Before the holidays, we printed the first part of an exclusive interview with Dick Dorkins, president of SPITOON, the Society for the Prevention of Intelligent design Or Other Nonsense. We now bring you part the second, in which Dorkins discusses religion, atheism, the pioneering work of Project Dick—the effort to sequence and analyze Dorkins’s DNA—and the Dick Foundation, Dorkins’s charity for the genetically underprivileged.

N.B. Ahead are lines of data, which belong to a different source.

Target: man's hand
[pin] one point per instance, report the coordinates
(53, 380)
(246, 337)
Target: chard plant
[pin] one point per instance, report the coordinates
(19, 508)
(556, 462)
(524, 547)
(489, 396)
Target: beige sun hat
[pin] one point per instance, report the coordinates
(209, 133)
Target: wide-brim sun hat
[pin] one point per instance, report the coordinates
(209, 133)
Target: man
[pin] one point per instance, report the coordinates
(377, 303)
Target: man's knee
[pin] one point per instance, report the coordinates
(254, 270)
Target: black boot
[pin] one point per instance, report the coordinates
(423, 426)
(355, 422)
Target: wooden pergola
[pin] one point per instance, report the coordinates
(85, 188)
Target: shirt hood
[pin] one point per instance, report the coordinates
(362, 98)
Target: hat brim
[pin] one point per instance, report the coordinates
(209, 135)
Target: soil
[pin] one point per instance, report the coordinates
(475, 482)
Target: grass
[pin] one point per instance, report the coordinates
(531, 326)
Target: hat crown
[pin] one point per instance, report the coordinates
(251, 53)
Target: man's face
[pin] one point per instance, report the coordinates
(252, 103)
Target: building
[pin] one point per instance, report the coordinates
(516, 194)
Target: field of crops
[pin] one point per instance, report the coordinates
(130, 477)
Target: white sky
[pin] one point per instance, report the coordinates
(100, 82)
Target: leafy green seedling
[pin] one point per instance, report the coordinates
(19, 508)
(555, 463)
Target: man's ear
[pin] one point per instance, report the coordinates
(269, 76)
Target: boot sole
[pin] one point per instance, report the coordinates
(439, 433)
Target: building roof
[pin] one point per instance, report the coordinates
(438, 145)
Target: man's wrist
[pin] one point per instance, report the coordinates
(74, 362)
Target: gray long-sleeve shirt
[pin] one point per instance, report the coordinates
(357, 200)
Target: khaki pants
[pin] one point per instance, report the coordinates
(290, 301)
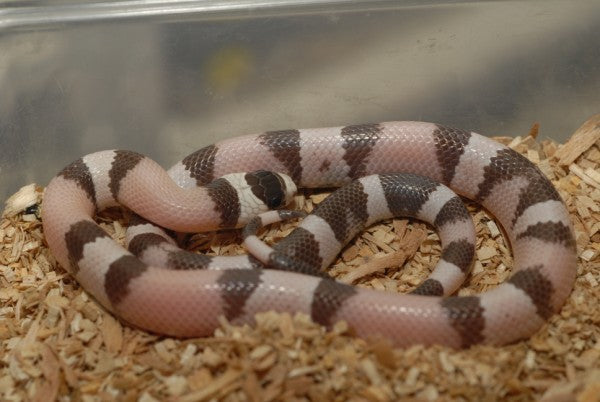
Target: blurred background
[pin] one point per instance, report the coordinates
(167, 77)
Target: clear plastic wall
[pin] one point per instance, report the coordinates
(165, 78)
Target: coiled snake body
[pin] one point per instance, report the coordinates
(187, 302)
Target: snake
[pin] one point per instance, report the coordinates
(365, 161)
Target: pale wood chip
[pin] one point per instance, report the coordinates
(288, 357)
(581, 140)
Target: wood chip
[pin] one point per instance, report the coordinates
(57, 343)
(585, 136)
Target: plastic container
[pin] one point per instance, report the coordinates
(165, 78)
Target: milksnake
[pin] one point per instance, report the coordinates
(186, 302)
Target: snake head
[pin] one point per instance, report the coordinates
(261, 191)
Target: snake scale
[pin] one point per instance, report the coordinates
(377, 164)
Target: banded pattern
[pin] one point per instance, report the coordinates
(188, 302)
(316, 242)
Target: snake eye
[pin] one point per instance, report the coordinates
(267, 186)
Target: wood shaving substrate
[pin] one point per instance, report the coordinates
(56, 343)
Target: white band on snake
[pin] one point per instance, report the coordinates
(170, 295)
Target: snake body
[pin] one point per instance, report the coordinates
(184, 302)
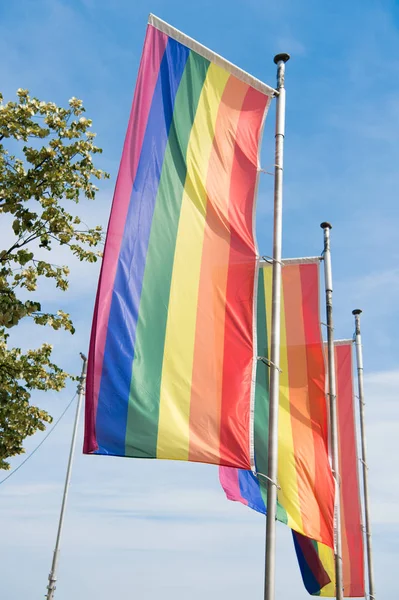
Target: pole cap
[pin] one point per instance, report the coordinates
(326, 225)
(281, 57)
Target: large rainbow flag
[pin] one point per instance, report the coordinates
(172, 355)
(306, 494)
(316, 559)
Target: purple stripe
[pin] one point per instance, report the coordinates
(116, 376)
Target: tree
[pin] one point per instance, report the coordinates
(46, 165)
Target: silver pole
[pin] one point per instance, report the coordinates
(52, 578)
(332, 393)
(359, 360)
(280, 60)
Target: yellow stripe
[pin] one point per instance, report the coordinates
(174, 411)
(327, 558)
(288, 495)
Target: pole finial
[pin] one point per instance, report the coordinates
(281, 57)
(326, 225)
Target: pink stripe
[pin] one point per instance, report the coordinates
(229, 481)
(154, 48)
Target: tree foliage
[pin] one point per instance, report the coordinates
(46, 166)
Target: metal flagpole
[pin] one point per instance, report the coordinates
(280, 60)
(52, 578)
(359, 360)
(339, 592)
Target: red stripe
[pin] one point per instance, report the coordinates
(238, 339)
(154, 48)
(324, 484)
(206, 390)
(353, 557)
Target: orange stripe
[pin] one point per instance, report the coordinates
(323, 482)
(299, 402)
(206, 392)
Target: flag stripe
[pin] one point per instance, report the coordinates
(298, 458)
(174, 417)
(206, 390)
(154, 48)
(142, 429)
(239, 351)
(112, 416)
(316, 398)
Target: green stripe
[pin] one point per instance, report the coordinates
(143, 411)
(261, 429)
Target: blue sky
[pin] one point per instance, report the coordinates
(140, 529)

Genotopia (GT): when we finished up last time, you were telling us about the reduplication of your Bub666 gene, the so-called atheism gene.
Dick Dorkins (DD): Ah, yes. To expand, as it were, on the issue: Genetically speaking, I am the strongest atheist the world of science has known. Which is saying something.
GT: Saying what, exactly?
DD: Well, science is full of atheists, of course. It takes some real mental gymnastics to believe in God when you believe in evidence. Anyone with the testicles to confront trilobites, Darwin’s finches, Cro Magnon, and antibiotic resistance must bend over backward to believe in any kind of creator beyond some sort of ethereal, pre-cosmic Big-Banger. Frankly, most of us are just not that flexible.
GT: NIH director Francis Collins manages it.
DD: My point exactly. The Gumby of molecular biology.
GT: Getting back to your genome…
DD: The point is, even among scientists, my depth of lack of faith shines like a beacon. Always has. As a child, my mother took me to hear the music at Midnight Mass on Christmas Eve. My father didn’t attend; while Mom and I sang the Messiah he shuffled through the slush and got sloshed on bubbly at a local pub. My sister Babs says I must have gotten my Bub gene from him.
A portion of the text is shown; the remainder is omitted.